Summary Metrics: Metrics to evaluate summary quality.
A metric based on Accuracy, Relevance, and Adherence (more details in the next section).
LLM Evaluator: A larger LLM, Llama2-13B or Mixtral-13B instructed to evaluate the summaries based on Accuracy, Relevance, and Adherence.
Human Feedback: Integrating humans check for final validation.
A Streamlit evaluation interface connected to DynamoDB where the summaries generated by our Llama2-7B/Mixtral-7B are stored. Human evaluators can read the original document and analyze the generated summary.
The evaluation is made based on a composed metric(accuracy, relevancy, and adherence) with a score between 0-2.

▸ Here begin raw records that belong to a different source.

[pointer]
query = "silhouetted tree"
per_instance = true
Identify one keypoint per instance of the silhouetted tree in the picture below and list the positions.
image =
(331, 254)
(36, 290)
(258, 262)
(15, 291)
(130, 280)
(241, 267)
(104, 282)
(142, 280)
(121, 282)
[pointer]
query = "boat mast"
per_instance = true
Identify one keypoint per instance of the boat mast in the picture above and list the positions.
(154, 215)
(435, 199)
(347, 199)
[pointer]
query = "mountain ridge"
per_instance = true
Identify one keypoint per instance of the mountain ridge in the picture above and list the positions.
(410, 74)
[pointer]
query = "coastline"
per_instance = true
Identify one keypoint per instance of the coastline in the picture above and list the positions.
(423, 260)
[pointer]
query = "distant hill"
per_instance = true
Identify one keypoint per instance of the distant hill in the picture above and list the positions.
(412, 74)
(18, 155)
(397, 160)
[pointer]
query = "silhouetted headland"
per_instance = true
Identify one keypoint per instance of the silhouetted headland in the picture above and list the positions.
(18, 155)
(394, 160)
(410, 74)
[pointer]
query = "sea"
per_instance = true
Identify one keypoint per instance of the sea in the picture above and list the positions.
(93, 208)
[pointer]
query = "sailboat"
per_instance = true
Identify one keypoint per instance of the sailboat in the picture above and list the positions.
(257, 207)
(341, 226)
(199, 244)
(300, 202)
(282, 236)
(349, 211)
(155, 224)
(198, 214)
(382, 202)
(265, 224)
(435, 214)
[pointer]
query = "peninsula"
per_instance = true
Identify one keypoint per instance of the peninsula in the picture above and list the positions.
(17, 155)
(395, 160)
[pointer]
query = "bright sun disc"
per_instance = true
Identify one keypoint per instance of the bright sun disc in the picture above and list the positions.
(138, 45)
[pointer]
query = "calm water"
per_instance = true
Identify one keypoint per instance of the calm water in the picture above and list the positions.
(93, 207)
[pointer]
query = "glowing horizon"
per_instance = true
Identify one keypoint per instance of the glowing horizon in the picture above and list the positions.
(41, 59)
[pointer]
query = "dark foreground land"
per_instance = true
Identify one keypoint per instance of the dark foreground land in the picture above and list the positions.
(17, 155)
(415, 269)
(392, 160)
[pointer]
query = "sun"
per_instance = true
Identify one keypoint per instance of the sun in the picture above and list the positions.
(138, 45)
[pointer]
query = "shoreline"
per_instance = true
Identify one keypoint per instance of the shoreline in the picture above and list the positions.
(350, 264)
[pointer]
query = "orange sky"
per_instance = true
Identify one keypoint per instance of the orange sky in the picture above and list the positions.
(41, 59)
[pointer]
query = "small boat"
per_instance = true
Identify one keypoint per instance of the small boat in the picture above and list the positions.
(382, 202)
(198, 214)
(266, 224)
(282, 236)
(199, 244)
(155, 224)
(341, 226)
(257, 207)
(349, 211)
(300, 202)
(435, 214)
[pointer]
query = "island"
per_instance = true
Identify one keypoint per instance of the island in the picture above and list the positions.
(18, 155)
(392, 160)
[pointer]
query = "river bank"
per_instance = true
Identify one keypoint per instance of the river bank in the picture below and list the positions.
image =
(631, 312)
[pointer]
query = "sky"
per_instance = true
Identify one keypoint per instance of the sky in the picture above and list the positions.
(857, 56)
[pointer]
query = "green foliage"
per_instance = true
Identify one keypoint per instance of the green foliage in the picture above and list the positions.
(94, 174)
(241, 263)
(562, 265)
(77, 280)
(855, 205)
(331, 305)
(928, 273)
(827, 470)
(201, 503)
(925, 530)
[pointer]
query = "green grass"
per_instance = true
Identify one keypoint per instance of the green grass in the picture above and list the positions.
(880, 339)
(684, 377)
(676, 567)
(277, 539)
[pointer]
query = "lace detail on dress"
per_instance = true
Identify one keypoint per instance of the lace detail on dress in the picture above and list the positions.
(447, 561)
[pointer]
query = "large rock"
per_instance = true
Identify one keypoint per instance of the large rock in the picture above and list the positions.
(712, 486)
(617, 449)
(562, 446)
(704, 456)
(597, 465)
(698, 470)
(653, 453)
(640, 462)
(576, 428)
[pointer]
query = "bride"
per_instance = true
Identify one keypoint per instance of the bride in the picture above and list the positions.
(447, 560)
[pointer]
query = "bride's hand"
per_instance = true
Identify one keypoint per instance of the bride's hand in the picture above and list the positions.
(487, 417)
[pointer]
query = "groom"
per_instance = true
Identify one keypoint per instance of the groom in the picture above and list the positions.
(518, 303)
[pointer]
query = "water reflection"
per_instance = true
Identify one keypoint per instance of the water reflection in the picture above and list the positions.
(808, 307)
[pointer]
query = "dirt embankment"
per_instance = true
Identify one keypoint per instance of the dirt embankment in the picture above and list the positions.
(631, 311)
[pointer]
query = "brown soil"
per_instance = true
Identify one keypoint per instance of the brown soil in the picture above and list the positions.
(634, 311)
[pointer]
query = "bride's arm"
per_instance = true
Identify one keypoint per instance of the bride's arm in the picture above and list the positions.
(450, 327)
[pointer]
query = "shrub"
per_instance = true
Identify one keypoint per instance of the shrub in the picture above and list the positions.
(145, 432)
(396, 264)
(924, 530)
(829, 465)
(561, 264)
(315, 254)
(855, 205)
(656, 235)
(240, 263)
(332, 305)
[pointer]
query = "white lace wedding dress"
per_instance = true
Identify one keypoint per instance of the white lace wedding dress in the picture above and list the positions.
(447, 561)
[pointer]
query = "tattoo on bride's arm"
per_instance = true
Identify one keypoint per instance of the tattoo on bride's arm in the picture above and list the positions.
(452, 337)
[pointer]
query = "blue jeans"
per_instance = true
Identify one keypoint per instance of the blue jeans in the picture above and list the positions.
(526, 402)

3. Composed summary metric
In my professional journey, I've developed a composed summary metric focusing on three key aspects: Accuracy, Relevance, and Adherence.
🎯 Accuracy
Score 0: We avoid summaries with significant inaccuracies or misleading information.
Score 1: We aim to improve summaries that are not fully accurate for reliable information extraction.
Score 2: Our goal is to achieve highly accurate summaries that capture the main points with only minor inaccuracies that don't impede understanding.
🔍 Relevancy
Score 0: We discard summaries that are completely irrelevant and lack meaningful information.
Score 1: We refine somewhat relevant summaries but miss some main themes of the document.
Score 2: We strive for highly relevant summaries, encapsulating all main themes with precision.
📐 Adherence
Score 0: We reject summaries that completely disregard the document's structure and content.
Score 1: We work on summaries with major adherence issues to reach a coherent structure.
Score 2: We aspire to create summaries that perfectly adhere to the document's structure, mirroring its logical flow with precision.